What is the outlook for MG?

Satralizumab is a monoclonal antibody that blocks the activity of IL-6 by targeting the IL-6 receptor. It is given by an injection under the skin (subcutaneously), once a month. [16] As described above, IL-6 is thought to be involved in the MG disease process. Satralizumab has been shown to be well tolerated and effective in controlling symptoms in another autoimmune disease of the nervous system called NMOSD (neuromyelitis optica spectrum disorder). [17] A clinical trial to look at the effects of satralizumab in people with generalised MG is currently underway. 

In addition to developing new medications, researchers are trying to find better ways to diagnose and treat MG. For example, research is being done to understand why the immune system attacks the neuromuscular junction.

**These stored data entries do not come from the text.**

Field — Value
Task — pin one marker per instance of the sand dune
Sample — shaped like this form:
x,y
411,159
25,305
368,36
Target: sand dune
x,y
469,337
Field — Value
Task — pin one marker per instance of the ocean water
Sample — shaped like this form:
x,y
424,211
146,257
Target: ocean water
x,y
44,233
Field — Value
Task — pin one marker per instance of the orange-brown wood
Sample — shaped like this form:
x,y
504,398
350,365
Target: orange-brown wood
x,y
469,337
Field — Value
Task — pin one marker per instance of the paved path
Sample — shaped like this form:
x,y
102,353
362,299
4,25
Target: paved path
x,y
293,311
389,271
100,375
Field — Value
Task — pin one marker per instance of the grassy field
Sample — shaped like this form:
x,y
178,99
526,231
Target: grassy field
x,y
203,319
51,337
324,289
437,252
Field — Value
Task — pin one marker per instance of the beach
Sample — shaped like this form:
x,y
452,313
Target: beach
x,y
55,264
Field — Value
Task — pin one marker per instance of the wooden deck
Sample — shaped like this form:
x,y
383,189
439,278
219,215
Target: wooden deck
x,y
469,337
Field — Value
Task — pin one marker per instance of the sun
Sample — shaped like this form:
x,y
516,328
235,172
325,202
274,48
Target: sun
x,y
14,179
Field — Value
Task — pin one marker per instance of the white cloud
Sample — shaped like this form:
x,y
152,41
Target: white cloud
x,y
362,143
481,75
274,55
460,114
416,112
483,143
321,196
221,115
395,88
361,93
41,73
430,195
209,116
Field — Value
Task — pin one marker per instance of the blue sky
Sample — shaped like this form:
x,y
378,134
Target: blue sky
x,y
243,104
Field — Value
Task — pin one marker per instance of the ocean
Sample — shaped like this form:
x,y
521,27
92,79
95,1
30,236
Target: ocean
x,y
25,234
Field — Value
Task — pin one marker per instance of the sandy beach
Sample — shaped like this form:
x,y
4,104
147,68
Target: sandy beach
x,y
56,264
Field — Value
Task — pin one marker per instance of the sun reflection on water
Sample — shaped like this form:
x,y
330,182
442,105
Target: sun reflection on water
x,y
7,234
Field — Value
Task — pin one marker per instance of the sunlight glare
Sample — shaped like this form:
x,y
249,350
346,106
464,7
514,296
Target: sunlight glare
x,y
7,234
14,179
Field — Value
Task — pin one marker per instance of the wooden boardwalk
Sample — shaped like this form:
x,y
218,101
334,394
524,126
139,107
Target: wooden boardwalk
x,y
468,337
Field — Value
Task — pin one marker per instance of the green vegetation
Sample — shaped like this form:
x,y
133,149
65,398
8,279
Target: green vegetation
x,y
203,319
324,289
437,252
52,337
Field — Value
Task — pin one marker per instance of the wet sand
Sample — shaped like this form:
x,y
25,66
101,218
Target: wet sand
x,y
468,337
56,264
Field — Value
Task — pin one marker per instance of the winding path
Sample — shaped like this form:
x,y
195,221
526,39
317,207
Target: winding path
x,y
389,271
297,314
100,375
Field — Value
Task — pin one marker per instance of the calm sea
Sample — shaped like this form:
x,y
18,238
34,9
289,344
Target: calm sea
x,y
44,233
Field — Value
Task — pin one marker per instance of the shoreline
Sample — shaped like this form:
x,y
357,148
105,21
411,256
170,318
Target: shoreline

This research could reveal new therapies for neuromuscular diseases like MG.

Researchers are also trying to develop new tools to establish a cause of MG in people who do not have detectable antibodies. It is hoped that research will also identify potential biomarkers (signs that can help diagnose or measure the progression of a disease) to predict a patient’s response to different medicines, so that patients receive the most appropriate treatment.